Community advocates have launched a scathing attack on Hazelwood owner ENGIE after it failed to outline its fire preparedness plan ahead of what the CFA predicts will be one of worst fire seasons in a decade.
Last week the CFA warned Gippsland's fire season could be brought forward to as early as September, and given the low rainfall and dry conditions, south-eastern Victoria could be in for one of its harshest summers in 10 years.
But despite the CFA's warning, ENGIE has failed to respond to questions about its fire protection protocols and plans in place in the event of a fire which has drawn outrage community members far and wide.
The company is also yet to confirm whether it will comply with an Earth Resources Regulation ruling to redeploy fire protection staff in its mine by September 1 after pulling employees off the site in June.
Morwell and District Community Recovery Committee chair Carolyne Boothman slammed ENGIE over its lack of communication with the community and said Morwell was "very concerned" about the lack of "forthcoming information and fire monitoring in the mine".
"It's essential and not negotiable given their history to ensure ongoing monitoring and fire protection. The community do not have trust in ENGIE in their capacity to manage or respond to an event such as a fire," Ms Boothman said.
"We want them to ensure there is ongoing monitoring and that includes thermal imaging and staff available at all times. Currently our concerns aren't being heard."
The recovery committee was formed in the wake of the 2014 mine fire and is made up of representatives from Latrobe City Council, Advance Morwell and a number of community organisations and schools.

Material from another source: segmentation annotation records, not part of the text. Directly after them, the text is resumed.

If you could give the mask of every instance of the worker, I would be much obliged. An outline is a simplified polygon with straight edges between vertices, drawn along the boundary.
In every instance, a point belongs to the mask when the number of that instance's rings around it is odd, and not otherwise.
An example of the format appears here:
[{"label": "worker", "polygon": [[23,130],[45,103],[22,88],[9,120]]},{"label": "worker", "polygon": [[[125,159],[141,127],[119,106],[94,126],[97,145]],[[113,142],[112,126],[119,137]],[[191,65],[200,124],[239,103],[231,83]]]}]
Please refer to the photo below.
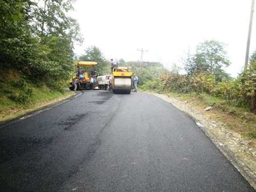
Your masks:
[{"label": "worker", "polygon": [[133,77],[133,85],[134,86],[134,91],[137,91],[137,83],[138,81],[139,80],[139,78],[138,78],[136,74],[134,74],[134,76]]},{"label": "worker", "polygon": [[73,85],[74,86],[74,91],[76,91],[76,89],[77,88],[77,84],[79,82],[77,80],[77,77],[76,77],[73,82]]},{"label": "worker", "polygon": [[93,77],[90,77],[90,89],[93,89]]},{"label": "worker", "polygon": [[118,63],[116,61],[114,61],[113,59],[110,59],[111,71],[113,71],[113,68],[117,68],[118,67]]},{"label": "worker", "polygon": [[112,80],[112,78],[111,76],[109,77],[109,89],[110,91],[112,90],[111,86],[111,81]]}]

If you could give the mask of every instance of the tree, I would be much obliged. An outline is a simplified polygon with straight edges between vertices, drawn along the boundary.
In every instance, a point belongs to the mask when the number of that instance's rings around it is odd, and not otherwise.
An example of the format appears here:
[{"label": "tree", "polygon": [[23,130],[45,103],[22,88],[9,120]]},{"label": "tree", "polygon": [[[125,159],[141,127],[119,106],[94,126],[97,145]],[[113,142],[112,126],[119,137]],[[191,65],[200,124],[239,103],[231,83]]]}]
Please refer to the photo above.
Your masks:
[{"label": "tree", "polygon": [[[37,41],[28,18],[29,0],[0,0],[0,66],[24,70],[36,62]],[[31,59],[33,59],[32,60]]]},{"label": "tree", "polygon": [[213,74],[216,81],[226,80],[229,74],[222,68],[229,65],[230,61],[223,43],[217,41],[205,41],[197,45],[196,54],[188,55],[185,69],[188,74],[207,72]]},{"label": "tree", "polygon": [[250,65],[246,75],[245,87],[250,97],[250,110],[255,112],[256,108],[256,51],[250,58]]},{"label": "tree", "polygon": [[81,43],[82,38],[76,20],[67,16],[76,0],[40,0],[33,7],[33,26],[43,42],[49,36],[65,37]]}]

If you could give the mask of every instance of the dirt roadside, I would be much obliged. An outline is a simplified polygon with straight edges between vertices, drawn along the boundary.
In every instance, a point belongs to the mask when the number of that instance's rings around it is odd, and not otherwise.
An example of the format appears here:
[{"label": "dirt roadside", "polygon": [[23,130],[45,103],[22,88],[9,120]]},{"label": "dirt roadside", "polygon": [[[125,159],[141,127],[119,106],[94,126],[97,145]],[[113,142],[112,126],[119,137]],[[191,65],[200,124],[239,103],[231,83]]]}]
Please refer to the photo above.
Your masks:
[{"label": "dirt roadside", "polygon": [[225,123],[213,120],[205,115],[206,111],[196,110],[184,101],[164,94],[143,91],[171,103],[186,112],[201,128],[221,152],[256,189],[256,148],[250,140],[226,128]]}]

"The biggest problem for Morwell is that we're surrounded by plantations, two coal mines and on the day of the actual 2014 fire, we were gridlocked," Mr Boothman said.
"I'm very concerned about the weather and how dry it is ... it reminds me of conditions in the lead up to Black Saturday."
The company met with the Earth Resources Regulation, CFA, WorkSafe and EPA last week to discuss appropriate fire management staffing levels in the mine during what ENGIE described as a "constructive discussion".
In a statement, an ENGIE in Australia spokeswoman said the community should be "confident of our fire preparedness measures" and that it could "be reassured that no fire protection equipment has been removed from the mine".
"ENGIE may have left the equipment in the mine but there are no staff there to use it and to protect the mine," Voices of the Valley president Wendy Farmer said.
"It means the equipment is useless if there is nobody there to use it straight away."
CFMEU mining and energy division state secretary Geoff Dyke agreed and said ENGIE was "shirking its responsibility to manage the risk of fire and putting it onto the CFA".
"Given that it didn't have much fire equipment when it the Morwell fire started in 2014, how much has been added since?" Mr Dyke said.
"At that stage they had a full workforce to respond ... but now as far as I know the only workers in the mine are on day shift so there's no one there at night.
"They've got two fire trucks on-site which carry 3000 litres of water but if a fire truck goes down the mine to respond to a fire, it's going to run out in less than 20 minutes. Unless you've got a full crew ... your response will be pretty short-lived."